Compilation: Compiling a php file gives a single opcode stream, a list of functions & yet another list of classes. The includes in that file are only processed when you actually execute the code compiled. To simplify things a bit, take a look at how the following code would be executed.
<?php return; include_once "a.php"; ?>
The PHP compiler does generate an instruction to include file "a.php", but since the engine never executed it, no error is thrown for the absence of a.php. Having understood how includes work, classes & OOP face a unique problem during compilation.
<?php include_once "parent.php"; class Child extends Parent { } ?>
Even though the class Child is created at compile time, its parent class is not available in the class table until the include instruction is actually executed & the parent.php compiled up. So, php generates a runtime class declaration which is an actual pair of opcodes.
ZEND_FETCH_CLASS :1, 'Parent' ZEND_DECLARE_INHERITED_CLASS null, '<mangled>', 'child
But what if the class parent was already in the class table when the file was being compiled? Like the following index.php
include_once "parent.php"; include_once "child.php"; $a = new Child();
Since obviously the parent class is already compiled & ready, Zend does something intelligent by removing the two instructions and replacing them by NOPs. That makes for fewer opcodes and therefore faster execution.
Here's the kicker of the problem. Which of these versions should APC cache? Obviously, the dynamically inherited version is valid for both cases - but APC caches whatever it encounters initially. The static version is obviously incompatible in a dynamic scenario.

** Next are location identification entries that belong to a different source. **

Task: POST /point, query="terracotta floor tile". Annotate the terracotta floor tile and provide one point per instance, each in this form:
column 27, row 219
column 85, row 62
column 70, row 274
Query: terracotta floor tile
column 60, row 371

So whenever APC detects that it has cached a static version, but this case actually requires a dynamic version, it decides to not cache that file *at* all from that point onwards. That's what the APC autofiltering does.
Now, you ask - how could it appear in perfectly normal code?
Assume child1 and child2 inherits from parent class. And here is how the first hit on index.php looks like from an inclusion perspective. Now, it is obvious that the child2 in this case is actually compiled with the faster static inheritance (marked in orange) while child1 suffers the performance hit of not having Parent available till execution time.
Then we have a profile.php which only requires the child2 class. But while executing this file, APC fetches the copy of child2.php which was in cache - which is the statically inherited one.
As you could've guessed, the cached version is not usuable for this case - and APC drops it out of cache. And for all requests henceforth, even for the index.php case, APC actually ignores the cached version and insists on compiling the file with Zend. If you enable apc.report_autofilter, this information will be printed out into the server error log.
Part of the culprit here is the conditional inclusion using include_once. With mere includes, you get an error whenever parent.php is included multiple times - but that can be annoying too. Where include_once/require_once can be debugged with Inclued, userspace hacks like the rinclude_once or !class_exists() checks make it really hard for me to figure out what's going wrong.
So, if you write One File per Class PHP and use such methods of inclusion, be prepared to sacrifice a certain amount of performance by doing so.
--Doubt is not a pleasant condition, but certainty is absurd.